ナイフとフォーク

電車やバスなどの交通機関に乗ると、当たり前のようにシルバーシート(最近はプライオリティシートの方が通じるでしょうか)があります。

ある意味では、社会が障がい者や高齢者を受け入れているあらわれのようにも見えますが、反面、決められた席を確保しなくては、私たちは席を譲ることができないのかとも思います。
本来なら、そんな席を作らなくても譲り合える社会こそが、健全なものだと思うのです。

友愛会で活動していると、このような社会の矛盾がよく見えてきますし、その矛盾にさいなまれることが多々あります。

たとえば、アルコール依存症の方が生活保護を受けているとします。
現物給付である医療扶助などは別として、生活保護は基本的には本人への現金給付です。本人が福祉事務所に取りに行く、もしくは本人の通帳に振り込まれるものです。

アルコール依存症の方が現金を手にしたらどうなると思いますか?
そうですね、飲んでしまいます。家賃代も生活費も、すべて酒代にかわってしまいます。

もちろん、「そんな奴に生活保護を出すな!」という批判の声もあるでしょう。
しかし、アルコール依存症は、れっきとした「障がい」です。

ある意味、本能の障がいとでも言えばいいでしょうか。
彼らにとって「飲まずにはいれない」ということは、依存症でない人の「眠らずにはいれない」と同じようなものです。

生理的欲求と化した飲酒欲求は、本人の意志だけでどうなるものではありません。
回復への支援が必要不可欠な障がいなのです。

話を元に戻しますが、私たちは、そんな彼らの生活の破綻を守り、障がい回復の手助けのために、金銭管理の手伝いをします。

もちろん、本人が「お酒をやめたい」という意志があって、はじめてできることです。
(意志だけではどうにもならないと言いましたが、まず本人の意志がなくては始まらないので。)

本人がどうしても断酒への意志を持てない間は、出来ない事です。
本人が気持ちのどこかで酒をやめたいと思っているならば、障がいに負けないよう手伝うことが必要です。

しかし、本末転倒かなと思うのは、本人への現金給付では、彼らの意志の中に断酒への思いがあっても、「魔がさすこと」(本当に意志だけでは止めるのは難しいのです)を助長してしまうことです。
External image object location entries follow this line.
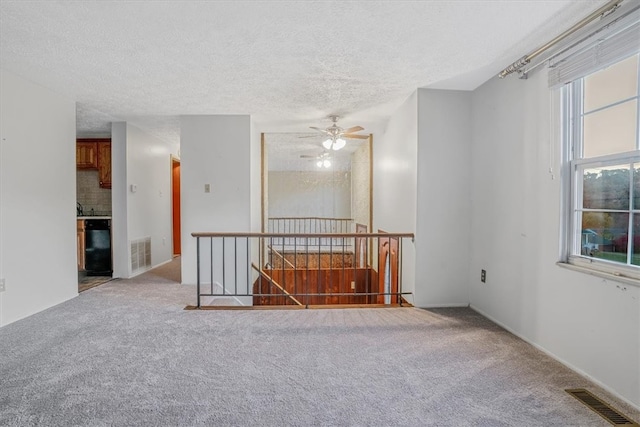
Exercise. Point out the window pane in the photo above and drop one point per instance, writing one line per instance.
(635, 244)
(610, 131)
(606, 188)
(604, 235)
(613, 84)
(636, 186)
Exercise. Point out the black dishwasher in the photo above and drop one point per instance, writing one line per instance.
(98, 247)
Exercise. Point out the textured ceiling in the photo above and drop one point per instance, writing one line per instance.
(287, 63)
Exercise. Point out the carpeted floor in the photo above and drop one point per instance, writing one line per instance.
(127, 354)
(89, 282)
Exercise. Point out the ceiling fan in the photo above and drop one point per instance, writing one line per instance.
(336, 135)
(322, 160)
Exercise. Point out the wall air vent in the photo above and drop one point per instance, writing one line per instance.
(140, 254)
(601, 408)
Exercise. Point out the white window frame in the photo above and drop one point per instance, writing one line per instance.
(572, 110)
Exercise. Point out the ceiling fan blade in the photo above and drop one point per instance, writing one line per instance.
(355, 136)
(319, 130)
(353, 129)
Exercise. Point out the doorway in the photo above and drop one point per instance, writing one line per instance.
(175, 205)
(387, 270)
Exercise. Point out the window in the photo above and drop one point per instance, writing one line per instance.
(604, 158)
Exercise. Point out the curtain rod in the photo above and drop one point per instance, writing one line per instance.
(601, 12)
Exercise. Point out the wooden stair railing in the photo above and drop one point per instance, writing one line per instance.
(281, 256)
(285, 293)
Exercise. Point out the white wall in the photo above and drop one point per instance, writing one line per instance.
(144, 161)
(443, 223)
(591, 324)
(323, 193)
(37, 198)
(119, 216)
(360, 185)
(215, 150)
(395, 182)
(256, 179)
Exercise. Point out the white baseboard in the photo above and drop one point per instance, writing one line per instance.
(450, 305)
(555, 357)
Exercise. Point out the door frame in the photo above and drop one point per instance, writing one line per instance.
(175, 207)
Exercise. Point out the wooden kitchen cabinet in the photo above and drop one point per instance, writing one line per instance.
(86, 154)
(80, 244)
(104, 164)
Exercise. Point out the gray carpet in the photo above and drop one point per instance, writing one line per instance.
(127, 354)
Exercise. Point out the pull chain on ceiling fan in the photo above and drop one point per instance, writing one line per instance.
(337, 136)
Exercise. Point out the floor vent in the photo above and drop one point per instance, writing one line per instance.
(140, 254)
(601, 408)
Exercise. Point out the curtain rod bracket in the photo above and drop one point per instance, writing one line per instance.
(516, 66)
(605, 10)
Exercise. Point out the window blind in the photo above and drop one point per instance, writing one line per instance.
(597, 52)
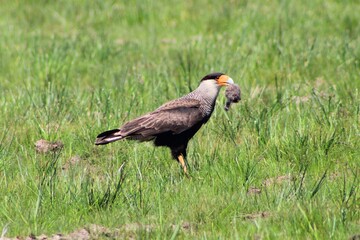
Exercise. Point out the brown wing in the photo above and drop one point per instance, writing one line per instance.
(175, 116)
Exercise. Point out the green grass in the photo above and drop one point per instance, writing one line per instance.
(70, 70)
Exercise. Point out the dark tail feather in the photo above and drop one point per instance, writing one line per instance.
(108, 137)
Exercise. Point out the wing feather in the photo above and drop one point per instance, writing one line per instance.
(175, 116)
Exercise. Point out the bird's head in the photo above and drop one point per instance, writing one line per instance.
(220, 79)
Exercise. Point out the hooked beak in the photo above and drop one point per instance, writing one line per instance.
(224, 80)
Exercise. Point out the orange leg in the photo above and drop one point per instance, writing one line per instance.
(182, 162)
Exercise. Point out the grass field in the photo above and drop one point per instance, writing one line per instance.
(284, 163)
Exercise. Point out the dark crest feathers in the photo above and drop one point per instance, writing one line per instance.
(214, 75)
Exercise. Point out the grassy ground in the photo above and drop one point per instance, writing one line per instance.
(284, 163)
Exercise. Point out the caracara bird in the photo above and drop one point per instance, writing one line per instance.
(174, 123)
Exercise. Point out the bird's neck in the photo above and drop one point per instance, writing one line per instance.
(207, 93)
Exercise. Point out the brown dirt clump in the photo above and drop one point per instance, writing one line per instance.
(44, 146)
制度で決まっているからとはいえ、何のための生活保護費なのかと、苦虫を噛んでしまいます。
本人給付の厳格化の背景には、悲しいかな、金銭管理と称して本人への生活保護費を流用するような事件があるからです。

私たちの活動は、「制度がそうなら仕方がない」と考えては、何もできなくなります。
もちろん、ルール(制度)をないがしろにするという事ではありません。

矛盾を生む構図を明らかにし、一つ一つ丁寧に、ルールの本来あるべき解釈を探し、各々に伝えて理解を得ていかなくてはならないのです。

世の中の事象は、「正しい解釈」が1つということはありません。
片側から見れば「正しい解釈」でも、逆から見れば「正しい解釈」とは言えないこともあります。

昔、南アフリカがまだアパルトヘイトの只中にあったとき、スティーブ・ビコ氏がこんなことを言っています。

「リベラルな白人は、私たちのことをかわいそうと思って食事を与えるとき、テーブルにつかせ、ナイフとフォークで食事を食べろといってくる。彼らリベラルが考える対等とは、自分たちの文化の中での『対等』という考えである。私たちはそんなことを望んでいるのではない。私たちには私たちの食事の文化がある。私たちは、自分たちの培ってきた文化の中で、私たちの食事をとりたいと言っているだけなのだ」

大概、マジョリティの中で正しいと思われていること、当たり前に良いのではと考えられる事に対して、われわれは盲目的に、疑問を持たず、「それでいいのだ」と思ってしまうことがあります。

しかし、そんなちょっとしたところにこそ、大切な視点が隠れているものです。